# Exploring biopython

## Reverse complement

In [1]:
from Bio.Seq import reverse_complement, transcribe, translate
rcseq = reverse_complement("GCTGTTATGGGTCGTTGGAAGGGTGGTCGTGCT")
print("\nReverse complement:\n{}".format(rcseq))


Reverse complement:
AGCACGACCACCCTTCCAACGACCCATAACAGC


## Calculating GC-content

In [2]:
from Bio.SeqUtils import GC
seq = "GCTGTTATGGGTCGTTGGAAGGGTGGTCGTGCT"
print("\nSequence:\n{}".format(seq))
print("\nGC content of seq:\n{:0.1f}%".format(GC(seq)))

ImportError: cannot import name 'GC' from 'Bio.SeqUtils' (/home/guest/.local/lib/python3.11/site-packages/Bio/SeqUtils/__init__.py)

## Running www BLAST search

In [3]:
from Bio.Blast import NCBIWWW
help(NCBIWWW.qblast)

Help on function qblast in module Bio.Blast.NCBIWWW:

qblast(program, database, sequence, url_base='https://blast.ncbi.nlm.nih.gov/Blast.cgi', auto_format=None, composition_based_statistics=None, db_genetic_code=None, endpoints=None, entrez_query='(none)', expect=10.0, filter=None, gapcosts=None, genetic_code=None, hitlist_size=50, i_thresh=None, layout=None, lcase_mask=None, matrix_name=None, nucl_penalty=None, nucl_reward=None, other_advanced=None, perc_ident=None, phi_pattern=None, query_file=None, query_believe_defline=None, query_from=None, query_to=None, searchsp_eff=None, service=None, threshold=None, ungapped_alignment=None, word_size=None, short_query=None, alignments=500, alignment_view=None, descriptions=500, entrez_links_new_window=None, expect_low=None, expect_high=None, format_entrez_query=None, format_object=None, format_type='XML', ncbi_gi=None, results_file=None, show_overview=None, megablast=None, template_type=None, template_length=None, username='blast', password=No

In [4]:
import os
os.getcwd()
f = open("cov2_test.fasta", "r")
print(f.read())

>cov2_test
ATGTTTGTTTTTCTTGTTTTATTGCCACTAGTCTCTAGTCAGTGTGTTAATCTTACAACCAGAACTCAAT
TACCCCCTGCATACACTAATTCTTTCACACGTGGTGTTTATTACCCTGACAAAGTTTTCAGATCCTCAGT


In [5]:
from Bio import SeqIO
record = SeqIO.read("cov2_test.fasta", format="fasta")
result_handle = NCBIWWW.qblast("blastn","nt",record.seq)

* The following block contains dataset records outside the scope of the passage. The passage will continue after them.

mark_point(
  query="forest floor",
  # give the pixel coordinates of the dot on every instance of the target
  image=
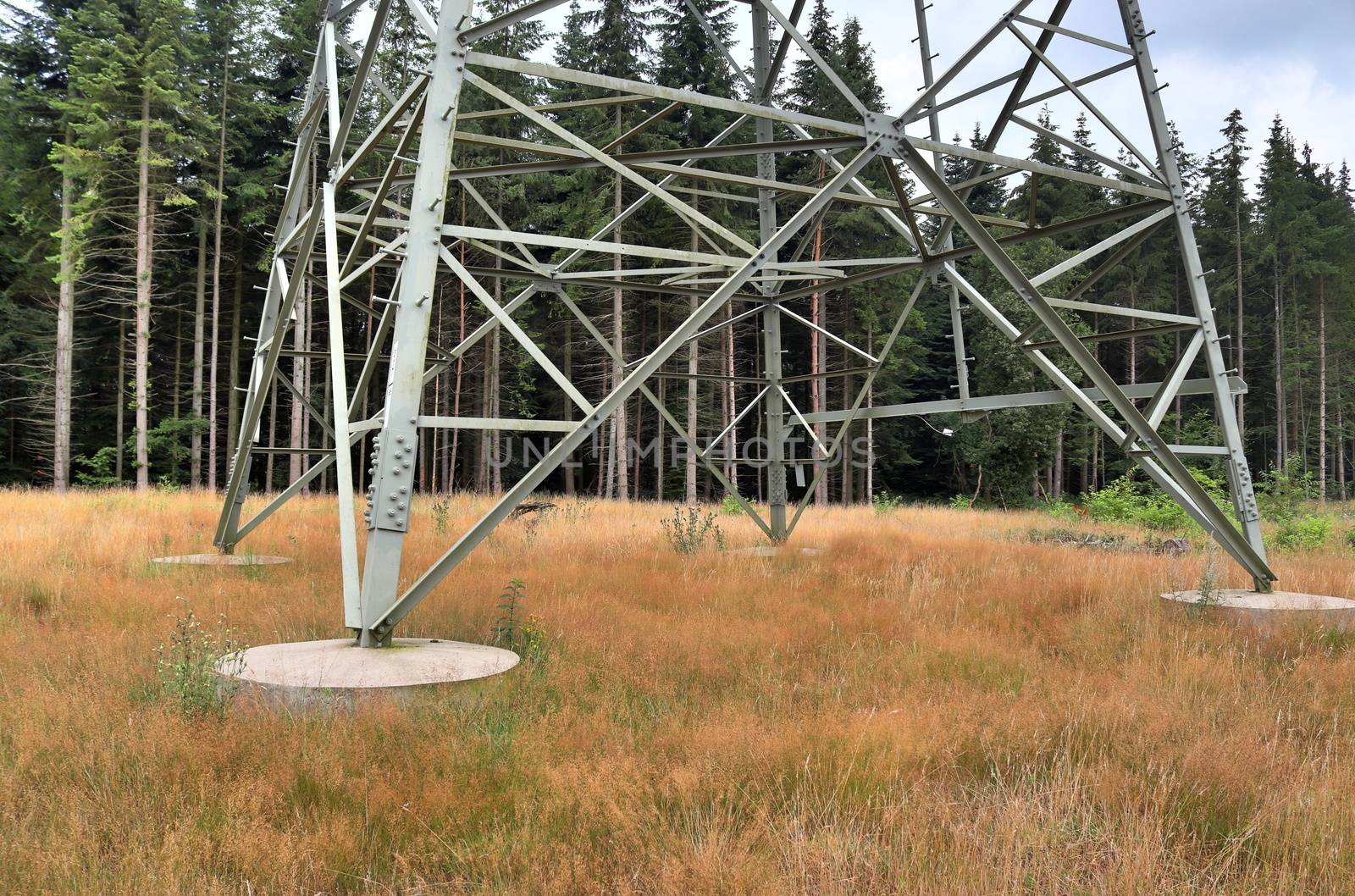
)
(937, 704)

We need to be a bit careful since we can use result_handle.read() to read the BLAST output only once. \
Calling result_handle.read() again returns an empty string

In [6]:
# Saving the blast result
with open("my_blast.xml", "w") as out_handle:
    out_handle.write(result_handle.read())
result_handle.close()

## Parsing BLAST output

In [7]:
from Bio.Blast import NCBIXML
result_handle = open("my_blast.xml")

In [8]:
blast_record = NCBIXML.read(result_handle)
for alignment in blast_record.alignments:
    for hsp in alignment.hsps:
        print("****Alignment****")
        print("sequence:", alignment.title)
        print("e value:", hsp.expect)

****Alignment****
sequence: gi|2648008670|gb|PP125291.1| Severe acute respiratory syndrome coronavirus 2 isolate SARS-CoV-2/human/DEU/BA.1.17.2/2022, complete genome
e value: 6.20442e-63
****Alignment****
sequence: gi|2648008630|gb|PP125284.1| Severe acute respiratory syndrome coronavirus 2 isolate SARS-CoV-2/human/DEU/BA.1.1/2022, complete genome
e value: 6.20442e-63
****Alignment****
sequence: gi|2648008521|gb|PP125281.1| Severe acute respiratory syndrome coronavirus 2 isolate SARS-CoV-2/human/DEU/B.1.1 (isolate CJ)/2020, complete genome
e value: 6.20442e-63
****Alignment****
sequence: gi|2647781542|emb|OY997587.1| Severe acute respiratory syndrome coronavirus 2 genome assembly, chromosome: 1
e value: 6.20442e-63
****Alignment****
sequence: gi|2647781510|emb|OY997555.1| Severe acute respiratory syndrome coronavirus 2 genome assembly, chromosome: 1
e value: 6.20442e-63
****Alignment****
sequence: gi|2647781466|emb|OY997511.1| Severe acute respiratory syndrome coronavirus 2 genome asse

## GenBank file parsing

### First CDS feature in NC_005816.gb
87..1109 \
/locus_tag="YP_RS22210" \
/product="IS21-like element IS100 family transposase" \
/protein_id="WP_000255944.1" \
/translation="MVTF...RGVA"

In [9]:
from Bio import SeqIO
record = SeqIO.read("NC_005816.gb", "genbank")
for feature in record.features:
    if feature.type == "CDS":
        print("Locus tag = {}".format(feature.qualifiers.get("locus_tag")))
        print("Product = {}\n".format(feature.qualifiers.get("product")))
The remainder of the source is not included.